14:30 - 15:15 Dimitri Hendriks (VU) and Jörg Endrullis (VU)
       Equational Reasoning and Bisimulation in Coq
15:15 - 16:00 Jan Rutten (CWI/RU)
       On the Final Coalgebra of Automatic Sequences
16:15 - 17:00 Marcello Bonsangue (Leiden/CWI)
       Coalgebraic Characterizations of Regular and Context-Free
       Languages



Abstracts
=========

Dimitri Hendriks (VU) and Jörg Endrullis (VU)
Equational Reasoning and Bisimulation in Coq
--------------------------------------------

We investigate methods for proving in Coq bisimilarity of infinite
objects using coinduction and equational reasoning.

To avoid the introduction of non-normalizable terms, in Coq the
construction of a coinductive object is subjected to a simple
syntactic criterion called guarded corecursion. Every corecursive call
has to be guarded by (to be an argument of) at least one constructor
of the coinductive type we are building a term in, and only by such
constructors. Guardedness ensures productivity (the unique existence
of infinite constructor normal forms), but rejects many productive
specifications. In Coq, proofs are terms, and bisimilarity is defined
as a coinductive type, and so also bisimilarity proofs are forced to
be guarded. However equational reasoning (i.e., rewriting) usually
obstructs guardedness. Typically, applications of transitivity are in
between the guard and the coinduction hypothesis.
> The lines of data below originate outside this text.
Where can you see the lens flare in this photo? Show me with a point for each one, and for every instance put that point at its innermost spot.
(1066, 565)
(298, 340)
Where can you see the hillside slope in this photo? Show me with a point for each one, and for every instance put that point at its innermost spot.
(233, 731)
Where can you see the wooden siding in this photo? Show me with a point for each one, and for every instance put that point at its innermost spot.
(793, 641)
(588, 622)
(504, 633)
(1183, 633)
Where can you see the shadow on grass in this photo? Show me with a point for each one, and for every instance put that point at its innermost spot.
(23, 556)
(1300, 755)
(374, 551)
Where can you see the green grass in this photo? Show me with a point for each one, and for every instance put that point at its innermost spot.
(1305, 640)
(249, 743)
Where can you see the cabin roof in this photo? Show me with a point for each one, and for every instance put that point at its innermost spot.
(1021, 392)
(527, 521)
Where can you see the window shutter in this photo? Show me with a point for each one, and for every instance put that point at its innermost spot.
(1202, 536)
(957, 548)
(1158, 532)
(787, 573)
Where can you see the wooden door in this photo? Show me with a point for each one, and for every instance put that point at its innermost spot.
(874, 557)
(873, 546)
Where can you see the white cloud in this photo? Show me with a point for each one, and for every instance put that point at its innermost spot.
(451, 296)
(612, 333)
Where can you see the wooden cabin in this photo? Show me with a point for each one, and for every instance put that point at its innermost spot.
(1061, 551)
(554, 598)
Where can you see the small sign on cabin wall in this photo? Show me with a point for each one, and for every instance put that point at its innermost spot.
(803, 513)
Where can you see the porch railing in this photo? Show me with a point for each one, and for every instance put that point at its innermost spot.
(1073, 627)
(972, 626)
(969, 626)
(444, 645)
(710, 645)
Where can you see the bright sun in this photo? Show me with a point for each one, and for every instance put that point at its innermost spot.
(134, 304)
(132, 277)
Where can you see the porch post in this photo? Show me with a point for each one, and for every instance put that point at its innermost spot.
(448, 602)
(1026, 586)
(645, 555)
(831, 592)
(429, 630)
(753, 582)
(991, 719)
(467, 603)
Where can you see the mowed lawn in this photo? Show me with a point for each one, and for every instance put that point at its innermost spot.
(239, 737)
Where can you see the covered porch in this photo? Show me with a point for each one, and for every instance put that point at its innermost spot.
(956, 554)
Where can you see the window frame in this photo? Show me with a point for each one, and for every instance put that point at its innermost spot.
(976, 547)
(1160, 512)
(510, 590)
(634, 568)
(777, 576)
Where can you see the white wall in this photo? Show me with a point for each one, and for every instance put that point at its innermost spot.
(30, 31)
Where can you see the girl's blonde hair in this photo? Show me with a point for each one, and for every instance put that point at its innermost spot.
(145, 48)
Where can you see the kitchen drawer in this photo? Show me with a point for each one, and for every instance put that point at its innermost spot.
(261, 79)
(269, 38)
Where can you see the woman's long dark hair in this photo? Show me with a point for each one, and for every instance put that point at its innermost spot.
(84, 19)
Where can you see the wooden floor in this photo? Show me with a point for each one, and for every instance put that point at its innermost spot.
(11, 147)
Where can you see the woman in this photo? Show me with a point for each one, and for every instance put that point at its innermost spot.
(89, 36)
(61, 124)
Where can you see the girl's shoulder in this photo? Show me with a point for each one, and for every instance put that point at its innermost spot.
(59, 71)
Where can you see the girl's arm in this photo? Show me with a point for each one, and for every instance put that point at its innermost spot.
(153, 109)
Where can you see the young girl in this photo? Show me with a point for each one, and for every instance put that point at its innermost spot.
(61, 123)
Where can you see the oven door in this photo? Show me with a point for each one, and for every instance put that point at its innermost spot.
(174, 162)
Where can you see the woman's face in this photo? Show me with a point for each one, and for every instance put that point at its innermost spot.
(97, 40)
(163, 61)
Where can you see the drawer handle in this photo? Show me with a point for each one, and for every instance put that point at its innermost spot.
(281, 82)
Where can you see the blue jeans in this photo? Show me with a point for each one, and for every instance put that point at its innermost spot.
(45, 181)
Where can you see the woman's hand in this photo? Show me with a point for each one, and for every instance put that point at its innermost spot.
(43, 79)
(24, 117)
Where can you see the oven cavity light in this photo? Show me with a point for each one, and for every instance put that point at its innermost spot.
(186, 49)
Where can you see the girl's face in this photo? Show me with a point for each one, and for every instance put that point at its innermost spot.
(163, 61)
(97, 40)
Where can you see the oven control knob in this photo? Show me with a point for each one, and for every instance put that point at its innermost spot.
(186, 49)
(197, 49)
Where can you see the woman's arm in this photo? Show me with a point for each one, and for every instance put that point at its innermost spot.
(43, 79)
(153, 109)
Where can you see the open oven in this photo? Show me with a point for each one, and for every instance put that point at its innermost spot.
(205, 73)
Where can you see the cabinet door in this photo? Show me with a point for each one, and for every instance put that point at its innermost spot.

We adopt techniques from process algebra and employ the notion of
bisimulations-up-to. Let R be a binary relation on streams, and F a
function from relations to relations. Then R is a bisimulation up-to F
if s R t implies s(0) = t(0) and s' F(R) t'. For certain F this is
sufficient to conclude that R is a subset of ~ (bisimilarity).
Typically R is a subset of F(R), and thus, in comparison with a full
bisimulation, less diagrams have to be checked. We take F(R) to be the
least relation including R and ~, and closed under causal contexts,
and under transitivity and symmetry. For this F we show that if R is a
bisimulation up-to F, then F(R) is a subset of ~. We show that
causality can be proved using techniques to prove productivity.

This method allows for an elegant rendering of equational, coinductive
proofs, and avoids the troubles with guardedness.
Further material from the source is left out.